Enquanto lá estivemos, o gato não saiu de debaixo do sofá, e, dois dias depois, o meu amigo telefonou-me a dizer que tínhamos de ir buscar o gato. Ele não comia nem bebia desde que o tínhamos lá deixado, e não parava de olhar para a porta. Já tinha escolhido os donos, e não era ele... De imediato o meu marido e a minha filha se aprontaram, meteram no carro e rumámos a Azeitão, onde nos esperava um Pingo muito assustado e carente. E assim voltou para casa e foi tacitamente aceite como membro da família.
Entretanto o meu marido começou a trabalhar a partir de casa e o gato adotou-o como o seu humano de eleição, quiçá compreendendo que era dele que dependia a sua permanência em definitivo na família :)
Os laços foram-se estreitando, o Pingo revelou-se um gatinho muito afetuoso, brincalhão e inteligente. Dormia longas sestas em frente ao computador, com o braço do meu marido a fazer de travesseiro, ou deitado nas suas pernas.

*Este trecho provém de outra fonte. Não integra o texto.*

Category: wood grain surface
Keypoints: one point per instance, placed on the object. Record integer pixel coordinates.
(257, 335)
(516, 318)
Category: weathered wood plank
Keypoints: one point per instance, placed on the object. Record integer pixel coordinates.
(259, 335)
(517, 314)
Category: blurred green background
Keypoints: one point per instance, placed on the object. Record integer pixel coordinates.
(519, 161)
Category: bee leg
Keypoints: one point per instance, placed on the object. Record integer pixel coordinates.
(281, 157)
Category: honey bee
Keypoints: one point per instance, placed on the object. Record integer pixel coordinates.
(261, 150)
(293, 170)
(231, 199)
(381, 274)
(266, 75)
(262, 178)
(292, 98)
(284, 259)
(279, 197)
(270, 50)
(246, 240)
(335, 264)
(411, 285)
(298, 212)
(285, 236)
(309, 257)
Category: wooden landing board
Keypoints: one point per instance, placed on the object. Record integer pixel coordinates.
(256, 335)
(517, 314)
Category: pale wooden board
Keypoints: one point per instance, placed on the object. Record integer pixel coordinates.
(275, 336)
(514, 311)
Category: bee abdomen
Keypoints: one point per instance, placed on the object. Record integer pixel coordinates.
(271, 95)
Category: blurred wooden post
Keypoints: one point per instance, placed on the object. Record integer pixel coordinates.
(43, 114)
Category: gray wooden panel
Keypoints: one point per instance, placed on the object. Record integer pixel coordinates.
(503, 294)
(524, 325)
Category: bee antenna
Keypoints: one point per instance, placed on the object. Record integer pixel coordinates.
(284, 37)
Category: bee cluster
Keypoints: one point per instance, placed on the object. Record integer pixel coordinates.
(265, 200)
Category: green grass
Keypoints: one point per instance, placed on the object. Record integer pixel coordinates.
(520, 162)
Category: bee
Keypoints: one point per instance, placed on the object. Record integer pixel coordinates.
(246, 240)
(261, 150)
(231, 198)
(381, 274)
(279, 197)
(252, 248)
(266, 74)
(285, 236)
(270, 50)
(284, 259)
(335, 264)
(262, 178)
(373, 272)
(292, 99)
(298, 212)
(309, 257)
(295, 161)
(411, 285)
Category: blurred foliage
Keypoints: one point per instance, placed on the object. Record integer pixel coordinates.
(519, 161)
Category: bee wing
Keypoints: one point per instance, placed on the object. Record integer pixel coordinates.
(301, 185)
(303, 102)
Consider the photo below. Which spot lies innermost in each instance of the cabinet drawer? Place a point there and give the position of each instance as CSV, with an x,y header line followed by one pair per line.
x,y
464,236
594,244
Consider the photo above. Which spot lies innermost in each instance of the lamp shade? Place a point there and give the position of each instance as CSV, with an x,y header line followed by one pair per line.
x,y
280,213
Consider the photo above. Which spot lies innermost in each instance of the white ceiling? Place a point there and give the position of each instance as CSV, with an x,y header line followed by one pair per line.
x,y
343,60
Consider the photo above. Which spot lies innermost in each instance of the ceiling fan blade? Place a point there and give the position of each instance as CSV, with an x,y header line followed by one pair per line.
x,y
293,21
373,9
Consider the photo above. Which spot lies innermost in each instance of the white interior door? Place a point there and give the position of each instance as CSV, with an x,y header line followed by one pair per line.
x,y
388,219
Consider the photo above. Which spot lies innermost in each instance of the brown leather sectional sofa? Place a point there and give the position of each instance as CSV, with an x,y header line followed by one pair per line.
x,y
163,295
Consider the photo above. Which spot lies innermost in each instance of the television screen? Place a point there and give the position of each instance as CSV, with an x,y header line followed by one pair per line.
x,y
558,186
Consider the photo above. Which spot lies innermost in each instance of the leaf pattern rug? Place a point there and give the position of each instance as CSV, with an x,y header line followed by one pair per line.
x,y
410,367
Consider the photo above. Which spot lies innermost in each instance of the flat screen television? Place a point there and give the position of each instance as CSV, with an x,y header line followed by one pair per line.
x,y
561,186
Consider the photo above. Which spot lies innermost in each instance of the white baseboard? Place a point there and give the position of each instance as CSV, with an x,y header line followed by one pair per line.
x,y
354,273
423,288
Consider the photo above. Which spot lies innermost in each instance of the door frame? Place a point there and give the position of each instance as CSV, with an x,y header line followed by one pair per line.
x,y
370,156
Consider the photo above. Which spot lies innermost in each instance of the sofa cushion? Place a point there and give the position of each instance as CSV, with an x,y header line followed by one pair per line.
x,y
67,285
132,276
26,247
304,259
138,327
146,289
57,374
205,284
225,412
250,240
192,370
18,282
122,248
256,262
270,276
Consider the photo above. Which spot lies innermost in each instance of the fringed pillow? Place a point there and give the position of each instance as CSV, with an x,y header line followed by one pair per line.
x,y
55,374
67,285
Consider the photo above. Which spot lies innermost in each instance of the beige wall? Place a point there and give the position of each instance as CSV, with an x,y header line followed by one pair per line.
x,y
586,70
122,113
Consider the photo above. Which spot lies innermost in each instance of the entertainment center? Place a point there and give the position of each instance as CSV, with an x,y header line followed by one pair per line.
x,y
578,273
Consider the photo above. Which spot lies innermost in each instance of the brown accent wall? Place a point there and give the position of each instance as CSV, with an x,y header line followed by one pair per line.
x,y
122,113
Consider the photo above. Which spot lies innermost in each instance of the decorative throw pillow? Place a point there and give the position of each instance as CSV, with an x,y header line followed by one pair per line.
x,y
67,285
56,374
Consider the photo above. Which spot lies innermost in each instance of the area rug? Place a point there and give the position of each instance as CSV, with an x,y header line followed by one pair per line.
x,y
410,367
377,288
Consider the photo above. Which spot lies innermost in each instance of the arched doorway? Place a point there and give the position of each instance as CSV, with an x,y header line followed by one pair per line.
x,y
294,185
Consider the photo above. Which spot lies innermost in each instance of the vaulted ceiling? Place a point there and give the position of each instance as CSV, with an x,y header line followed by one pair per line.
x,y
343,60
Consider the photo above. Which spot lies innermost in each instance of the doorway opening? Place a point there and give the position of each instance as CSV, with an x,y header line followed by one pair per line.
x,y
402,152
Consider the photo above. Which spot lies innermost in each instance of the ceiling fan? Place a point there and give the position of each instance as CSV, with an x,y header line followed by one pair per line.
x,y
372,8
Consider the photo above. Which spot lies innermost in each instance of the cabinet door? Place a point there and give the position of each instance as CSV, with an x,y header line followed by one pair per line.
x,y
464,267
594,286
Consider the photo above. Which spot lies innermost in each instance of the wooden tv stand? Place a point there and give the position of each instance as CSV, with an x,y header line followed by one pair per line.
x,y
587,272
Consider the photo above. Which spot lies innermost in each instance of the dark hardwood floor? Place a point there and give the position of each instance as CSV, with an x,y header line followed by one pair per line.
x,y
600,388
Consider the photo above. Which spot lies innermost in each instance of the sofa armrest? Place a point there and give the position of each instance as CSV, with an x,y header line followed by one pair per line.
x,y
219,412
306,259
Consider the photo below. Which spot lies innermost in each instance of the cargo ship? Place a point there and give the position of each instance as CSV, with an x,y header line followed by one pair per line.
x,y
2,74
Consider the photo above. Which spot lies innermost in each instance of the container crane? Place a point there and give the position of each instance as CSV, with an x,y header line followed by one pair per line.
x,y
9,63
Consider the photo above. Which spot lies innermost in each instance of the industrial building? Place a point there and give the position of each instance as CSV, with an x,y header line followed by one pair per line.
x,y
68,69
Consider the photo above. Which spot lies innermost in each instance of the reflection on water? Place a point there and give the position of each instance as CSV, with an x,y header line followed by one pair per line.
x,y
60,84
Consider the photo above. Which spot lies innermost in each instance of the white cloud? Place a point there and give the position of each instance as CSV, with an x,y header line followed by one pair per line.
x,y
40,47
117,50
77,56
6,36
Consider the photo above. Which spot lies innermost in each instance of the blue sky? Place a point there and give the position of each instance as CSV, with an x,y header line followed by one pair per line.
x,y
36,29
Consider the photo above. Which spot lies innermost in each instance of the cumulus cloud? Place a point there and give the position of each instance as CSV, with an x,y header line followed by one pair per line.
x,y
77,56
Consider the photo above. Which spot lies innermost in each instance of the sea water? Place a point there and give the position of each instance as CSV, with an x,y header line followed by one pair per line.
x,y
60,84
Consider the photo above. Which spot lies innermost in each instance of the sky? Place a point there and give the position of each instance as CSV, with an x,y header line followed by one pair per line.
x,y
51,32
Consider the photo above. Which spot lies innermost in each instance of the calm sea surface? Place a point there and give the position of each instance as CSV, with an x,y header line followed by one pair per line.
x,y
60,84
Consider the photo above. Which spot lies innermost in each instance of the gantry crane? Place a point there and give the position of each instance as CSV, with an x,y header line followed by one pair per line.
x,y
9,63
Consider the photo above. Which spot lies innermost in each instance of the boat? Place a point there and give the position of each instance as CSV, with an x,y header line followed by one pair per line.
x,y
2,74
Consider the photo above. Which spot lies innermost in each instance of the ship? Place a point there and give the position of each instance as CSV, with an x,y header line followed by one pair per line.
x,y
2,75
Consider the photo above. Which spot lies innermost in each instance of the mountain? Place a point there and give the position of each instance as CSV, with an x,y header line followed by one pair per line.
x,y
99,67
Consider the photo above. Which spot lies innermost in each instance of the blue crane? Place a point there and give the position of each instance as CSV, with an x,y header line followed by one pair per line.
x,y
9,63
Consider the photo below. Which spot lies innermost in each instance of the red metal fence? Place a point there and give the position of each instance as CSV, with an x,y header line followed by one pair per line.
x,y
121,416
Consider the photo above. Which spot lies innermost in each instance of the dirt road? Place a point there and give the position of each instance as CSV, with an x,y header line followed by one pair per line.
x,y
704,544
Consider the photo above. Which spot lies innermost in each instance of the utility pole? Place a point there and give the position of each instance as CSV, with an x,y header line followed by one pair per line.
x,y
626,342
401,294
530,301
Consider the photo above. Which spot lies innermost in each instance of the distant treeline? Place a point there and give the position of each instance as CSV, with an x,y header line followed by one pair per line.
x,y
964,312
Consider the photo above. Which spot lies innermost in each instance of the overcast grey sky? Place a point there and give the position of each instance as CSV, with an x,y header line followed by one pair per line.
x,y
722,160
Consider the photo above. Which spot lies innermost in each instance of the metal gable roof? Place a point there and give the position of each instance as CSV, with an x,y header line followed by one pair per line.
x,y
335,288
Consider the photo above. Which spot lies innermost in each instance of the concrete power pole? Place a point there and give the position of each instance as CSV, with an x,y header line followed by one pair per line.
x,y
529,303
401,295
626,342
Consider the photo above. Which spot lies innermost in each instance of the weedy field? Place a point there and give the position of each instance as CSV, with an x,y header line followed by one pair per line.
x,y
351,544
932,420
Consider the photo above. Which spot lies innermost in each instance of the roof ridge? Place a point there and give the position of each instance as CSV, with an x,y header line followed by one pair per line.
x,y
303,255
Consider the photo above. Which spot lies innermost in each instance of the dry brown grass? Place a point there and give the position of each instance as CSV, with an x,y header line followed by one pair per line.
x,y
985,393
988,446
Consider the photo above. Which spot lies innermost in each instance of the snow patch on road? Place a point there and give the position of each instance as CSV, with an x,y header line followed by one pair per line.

Seguia-o para todo o lado e aprendeu a jogar à bola como um verdadeiro defesa de 1ª linha!
Era frequente o meu marido enviar-me fotos durante o dia do gato nas poses mais estranhas e fofas...
Não mais se falou em adoção e passados 5 anos, continua a ser o ai-jesus da casa.
A minha filha recompôs a sua vida, foi morar com o novo namorado quando começou o confinamento e o gato ficou connosco, agora já numa casa maior, com grandes varandas (com rede, claro!) onde passa o tempo a observar os passarinhos nas árvores em frente.
E continua a seguir o meu marido para todo o lado, sem vergonha nenhuma de demonstrar a sua preferência!
E muito honestamente, quem consegue resistir a este focinho lindo?